WTF do people mean by unicorn here?
Lol I think some people are being silly.
For me, it’s difficult to find someone who understands or “gets” what it’s like to have depression. They do the whole “why not just be happy?” Thing. DUH, I can’t believe I never thought of that! Of course, I’ll just ignore my chemically imbalanced brain and will just be happy. Thanks so much!
Much like the non-existent unicorn, an understanding single male partner has been mythical for me
I have always been supportive and understanding with my wife, like a unicorn, but that sounds a little like symptoms of Psychosis and that cannot be treated with just love...
Not my meme, stole it off Facebook. But definitely kudos to you. Some days I’m going to have off days and not be my usual bubbly self. I just want someone who will be kind and understanding on those days as well as the good ones.
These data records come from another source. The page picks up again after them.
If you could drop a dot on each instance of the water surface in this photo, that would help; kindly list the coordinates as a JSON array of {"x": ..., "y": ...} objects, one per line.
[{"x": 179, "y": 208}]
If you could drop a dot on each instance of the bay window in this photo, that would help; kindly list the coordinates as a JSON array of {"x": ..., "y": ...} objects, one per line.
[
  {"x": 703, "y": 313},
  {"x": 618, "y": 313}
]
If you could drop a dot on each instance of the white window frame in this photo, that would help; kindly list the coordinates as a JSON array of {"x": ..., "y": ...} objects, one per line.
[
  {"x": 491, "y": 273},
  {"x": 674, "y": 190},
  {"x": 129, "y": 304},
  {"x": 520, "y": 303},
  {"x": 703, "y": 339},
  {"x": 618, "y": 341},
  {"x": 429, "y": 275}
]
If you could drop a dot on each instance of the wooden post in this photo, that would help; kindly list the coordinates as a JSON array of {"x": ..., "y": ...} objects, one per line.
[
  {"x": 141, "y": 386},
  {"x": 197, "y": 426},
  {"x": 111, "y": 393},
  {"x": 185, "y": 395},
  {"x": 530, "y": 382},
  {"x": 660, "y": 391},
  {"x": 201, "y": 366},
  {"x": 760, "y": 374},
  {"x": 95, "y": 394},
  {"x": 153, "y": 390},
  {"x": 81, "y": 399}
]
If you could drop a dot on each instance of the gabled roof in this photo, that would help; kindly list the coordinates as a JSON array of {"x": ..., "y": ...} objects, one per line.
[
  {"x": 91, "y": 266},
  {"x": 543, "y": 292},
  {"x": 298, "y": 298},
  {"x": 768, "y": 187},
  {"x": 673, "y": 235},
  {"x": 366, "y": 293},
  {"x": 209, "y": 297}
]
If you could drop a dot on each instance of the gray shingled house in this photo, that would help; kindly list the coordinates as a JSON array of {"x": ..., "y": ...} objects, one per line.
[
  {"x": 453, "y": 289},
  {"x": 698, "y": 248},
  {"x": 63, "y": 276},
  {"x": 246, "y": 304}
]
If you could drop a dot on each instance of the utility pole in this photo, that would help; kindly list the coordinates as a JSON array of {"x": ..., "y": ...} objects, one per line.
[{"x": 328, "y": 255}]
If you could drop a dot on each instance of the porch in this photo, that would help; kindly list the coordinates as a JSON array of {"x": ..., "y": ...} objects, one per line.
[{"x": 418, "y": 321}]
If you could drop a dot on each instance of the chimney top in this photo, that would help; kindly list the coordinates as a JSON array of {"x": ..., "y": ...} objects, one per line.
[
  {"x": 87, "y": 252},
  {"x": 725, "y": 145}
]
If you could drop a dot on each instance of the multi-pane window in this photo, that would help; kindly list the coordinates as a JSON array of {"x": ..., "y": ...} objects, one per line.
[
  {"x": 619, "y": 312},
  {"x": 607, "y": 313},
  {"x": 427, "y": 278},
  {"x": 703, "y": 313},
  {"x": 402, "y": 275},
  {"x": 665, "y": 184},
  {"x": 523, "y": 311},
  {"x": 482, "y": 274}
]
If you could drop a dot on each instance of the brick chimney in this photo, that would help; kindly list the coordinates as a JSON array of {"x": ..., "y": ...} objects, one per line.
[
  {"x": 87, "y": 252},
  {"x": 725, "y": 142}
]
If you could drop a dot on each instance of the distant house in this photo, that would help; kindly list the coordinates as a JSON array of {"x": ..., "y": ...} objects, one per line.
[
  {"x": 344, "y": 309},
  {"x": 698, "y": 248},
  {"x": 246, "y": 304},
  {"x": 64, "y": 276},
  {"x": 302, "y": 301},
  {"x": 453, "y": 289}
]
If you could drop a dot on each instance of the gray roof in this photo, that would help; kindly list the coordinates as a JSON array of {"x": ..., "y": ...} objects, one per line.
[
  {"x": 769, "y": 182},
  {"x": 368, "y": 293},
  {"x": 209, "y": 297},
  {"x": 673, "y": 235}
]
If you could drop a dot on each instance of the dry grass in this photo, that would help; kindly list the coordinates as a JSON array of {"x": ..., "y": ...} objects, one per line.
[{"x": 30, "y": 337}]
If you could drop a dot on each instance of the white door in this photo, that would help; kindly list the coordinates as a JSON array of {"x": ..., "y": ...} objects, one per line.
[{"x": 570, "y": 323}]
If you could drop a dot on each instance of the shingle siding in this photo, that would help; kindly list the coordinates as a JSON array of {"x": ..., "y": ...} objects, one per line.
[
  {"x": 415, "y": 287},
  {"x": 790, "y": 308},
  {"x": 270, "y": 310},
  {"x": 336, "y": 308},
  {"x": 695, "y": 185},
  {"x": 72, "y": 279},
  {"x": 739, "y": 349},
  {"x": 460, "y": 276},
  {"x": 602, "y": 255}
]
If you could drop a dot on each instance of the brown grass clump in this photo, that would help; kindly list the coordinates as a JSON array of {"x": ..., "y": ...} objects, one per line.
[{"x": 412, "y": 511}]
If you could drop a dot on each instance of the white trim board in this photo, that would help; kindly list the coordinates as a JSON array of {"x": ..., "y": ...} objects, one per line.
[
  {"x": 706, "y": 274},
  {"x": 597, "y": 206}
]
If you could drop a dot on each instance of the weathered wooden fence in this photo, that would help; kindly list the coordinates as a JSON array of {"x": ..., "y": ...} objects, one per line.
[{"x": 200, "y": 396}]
Not trying to be critical, but I would never expect that kind of support from someone in a relationship, at least not as a burden I was putting on them from the beginning. That's what therapists are for, being the primary person helping you cope. I'm glad that I am not so broken that I need a woman for a partner that can make me ok and able to cope. I don't know anyone who would agree to that burden from the get go. I was willing and able to do that for my late wife after she got dementia, but I won't do that again for someone from the outset of dating them. I wouldn't be able to handle it again so soon, if ever. That's why I won't date someone way older than me. I'd like to be with someone who will hopefully be healthy for a decade at least.
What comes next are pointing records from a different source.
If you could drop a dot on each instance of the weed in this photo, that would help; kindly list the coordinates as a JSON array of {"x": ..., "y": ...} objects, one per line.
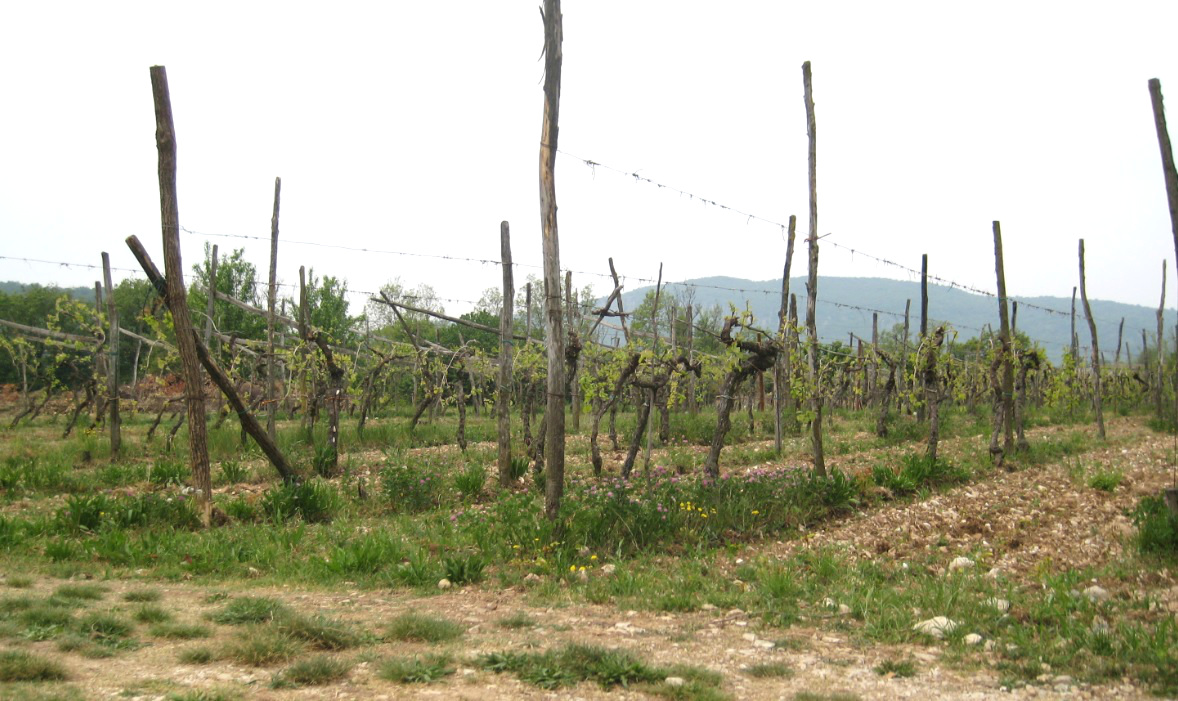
[
  {"x": 902, "y": 668},
  {"x": 259, "y": 646},
  {"x": 517, "y": 620},
  {"x": 200, "y": 655},
  {"x": 311, "y": 672},
  {"x": 151, "y": 614},
  {"x": 251, "y": 609},
  {"x": 179, "y": 630},
  {"x": 143, "y": 595},
  {"x": 21, "y": 666},
  {"x": 422, "y": 628},
  {"x": 416, "y": 670}
]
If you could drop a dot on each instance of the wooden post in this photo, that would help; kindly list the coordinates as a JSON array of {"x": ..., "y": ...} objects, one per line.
[
  {"x": 812, "y": 284},
  {"x": 112, "y": 364},
  {"x": 210, "y": 309},
  {"x": 1159, "y": 363},
  {"x": 1007, "y": 349},
  {"x": 650, "y": 392},
  {"x": 1096, "y": 349},
  {"x": 177, "y": 296},
  {"x": 554, "y": 448},
  {"x": 503, "y": 398},
  {"x": 782, "y": 369},
  {"x": 271, "y": 303},
  {"x": 693, "y": 407},
  {"x": 1167, "y": 157}
]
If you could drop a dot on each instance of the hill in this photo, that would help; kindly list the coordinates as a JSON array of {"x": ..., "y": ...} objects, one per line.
[{"x": 965, "y": 311}]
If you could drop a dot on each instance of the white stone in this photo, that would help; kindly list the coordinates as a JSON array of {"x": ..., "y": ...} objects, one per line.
[
  {"x": 938, "y": 626},
  {"x": 1096, "y": 593},
  {"x": 960, "y": 563}
]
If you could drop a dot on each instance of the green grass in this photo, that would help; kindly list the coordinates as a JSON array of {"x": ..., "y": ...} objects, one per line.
[
  {"x": 260, "y": 646},
  {"x": 315, "y": 670},
  {"x": 416, "y": 670},
  {"x": 423, "y": 628},
  {"x": 21, "y": 666},
  {"x": 250, "y": 609},
  {"x": 143, "y": 596},
  {"x": 902, "y": 668},
  {"x": 172, "y": 630}
]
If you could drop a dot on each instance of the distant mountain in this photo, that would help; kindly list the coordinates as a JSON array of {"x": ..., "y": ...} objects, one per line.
[
  {"x": 14, "y": 288},
  {"x": 967, "y": 312}
]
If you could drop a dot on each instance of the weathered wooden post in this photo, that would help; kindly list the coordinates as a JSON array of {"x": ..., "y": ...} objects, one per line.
[
  {"x": 812, "y": 284},
  {"x": 1007, "y": 349},
  {"x": 1097, "y": 401},
  {"x": 782, "y": 396},
  {"x": 271, "y": 303},
  {"x": 554, "y": 448},
  {"x": 112, "y": 364},
  {"x": 177, "y": 296},
  {"x": 503, "y": 398}
]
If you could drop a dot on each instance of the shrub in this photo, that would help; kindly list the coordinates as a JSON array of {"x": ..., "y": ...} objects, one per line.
[{"x": 315, "y": 501}]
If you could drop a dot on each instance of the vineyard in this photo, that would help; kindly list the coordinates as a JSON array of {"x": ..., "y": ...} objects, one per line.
[{"x": 214, "y": 485}]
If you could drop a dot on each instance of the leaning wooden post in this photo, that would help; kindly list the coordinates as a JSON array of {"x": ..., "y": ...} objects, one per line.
[
  {"x": 924, "y": 318},
  {"x": 210, "y": 308},
  {"x": 812, "y": 284},
  {"x": 1096, "y": 349},
  {"x": 554, "y": 447},
  {"x": 271, "y": 303},
  {"x": 112, "y": 364},
  {"x": 177, "y": 296},
  {"x": 1007, "y": 349},
  {"x": 503, "y": 401},
  {"x": 782, "y": 368},
  {"x": 1160, "y": 359}
]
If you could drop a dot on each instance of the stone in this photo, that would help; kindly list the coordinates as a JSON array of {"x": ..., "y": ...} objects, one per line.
[
  {"x": 960, "y": 563},
  {"x": 1096, "y": 593},
  {"x": 937, "y": 627}
]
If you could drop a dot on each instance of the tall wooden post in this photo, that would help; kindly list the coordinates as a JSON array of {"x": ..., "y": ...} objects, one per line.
[
  {"x": 272, "y": 302},
  {"x": 782, "y": 368},
  {"x": 1007, "y": 349},
  {"x": 1160, "y": 361},
  {"x": 554, "y": 445},
  {"x": 1097, "y": 401},
  {"x": 503, "y": 399},
  {"x": 812, "y": 284},
  {"x": 211, "y": 309},
  {"x": 177, "y": 296},
  {"x": 112, "y": 364}
]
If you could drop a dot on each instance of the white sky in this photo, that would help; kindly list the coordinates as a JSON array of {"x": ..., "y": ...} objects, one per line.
[{"x": 415, "y": 127}]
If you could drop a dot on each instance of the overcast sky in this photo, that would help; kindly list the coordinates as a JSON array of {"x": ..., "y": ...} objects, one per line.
[{"x": 415, "y": 127}]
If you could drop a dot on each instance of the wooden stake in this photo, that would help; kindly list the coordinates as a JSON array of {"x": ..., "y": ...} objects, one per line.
[
  {"x": 1007, "y": 348},
  {"x": 503, "y": 398},
  {"x": 554, "y": 448},
  {"x": 177, "y": 296},
  {"x": 112, "y": 364},
  {"x": 812, "y": 284},
  {"x": 271, "y": 303},
  {"x": 1096, "y": 350}
]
I can understand that from your point in dealing with dementia. However as someone who has depression and who’s ex husband did not try to learn about depression or anxiety, I can say I will not be with someone who doesn’t care about me enough to have compassion to want to help me or learn about it.
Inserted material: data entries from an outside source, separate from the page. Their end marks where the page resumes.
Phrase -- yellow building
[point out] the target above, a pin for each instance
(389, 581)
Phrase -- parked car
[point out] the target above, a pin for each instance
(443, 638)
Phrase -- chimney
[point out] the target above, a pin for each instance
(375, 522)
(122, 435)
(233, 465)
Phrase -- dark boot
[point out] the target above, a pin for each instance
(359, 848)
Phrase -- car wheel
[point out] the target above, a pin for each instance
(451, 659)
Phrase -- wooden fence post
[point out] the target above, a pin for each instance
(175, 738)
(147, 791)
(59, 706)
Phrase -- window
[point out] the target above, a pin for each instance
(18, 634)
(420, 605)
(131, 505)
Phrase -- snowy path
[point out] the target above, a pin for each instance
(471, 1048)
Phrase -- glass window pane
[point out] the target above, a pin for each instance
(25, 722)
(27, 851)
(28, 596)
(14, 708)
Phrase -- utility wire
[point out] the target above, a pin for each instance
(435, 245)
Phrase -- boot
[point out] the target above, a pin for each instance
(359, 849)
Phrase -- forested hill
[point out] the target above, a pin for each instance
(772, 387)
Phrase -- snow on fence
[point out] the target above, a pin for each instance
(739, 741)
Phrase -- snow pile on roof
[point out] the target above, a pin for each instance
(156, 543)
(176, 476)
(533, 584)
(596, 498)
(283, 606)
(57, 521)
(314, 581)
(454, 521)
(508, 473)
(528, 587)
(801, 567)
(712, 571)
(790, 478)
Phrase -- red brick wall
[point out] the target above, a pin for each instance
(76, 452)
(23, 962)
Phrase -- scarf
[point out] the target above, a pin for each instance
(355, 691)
I do not need a partner to fix me. However I do need a partner to know that sometimes I’m going to be a mess emotionally. Sometimes I’m just going to need to be held. Sometimes I’m going to need some compassion. I would certainly do the same for someone else.
I’m not looking to be “fixed.” Just to be understood and not ignored
@Marcie1974 Understood Marcie. I was not trying to be critical of you and I respect that you are honest about your needs, which seem fair and realistic. I hope you are able to find a man that is caring, strong, and healthy enough to give you what you need.
@TomMcGiverin thank you. I do sympathize with what you went through. But depression and anxiety are much different than dementia.
@Marcie1974 Agreed.
I've been mistaken for a unicorn quite a bit lately! Fuck that!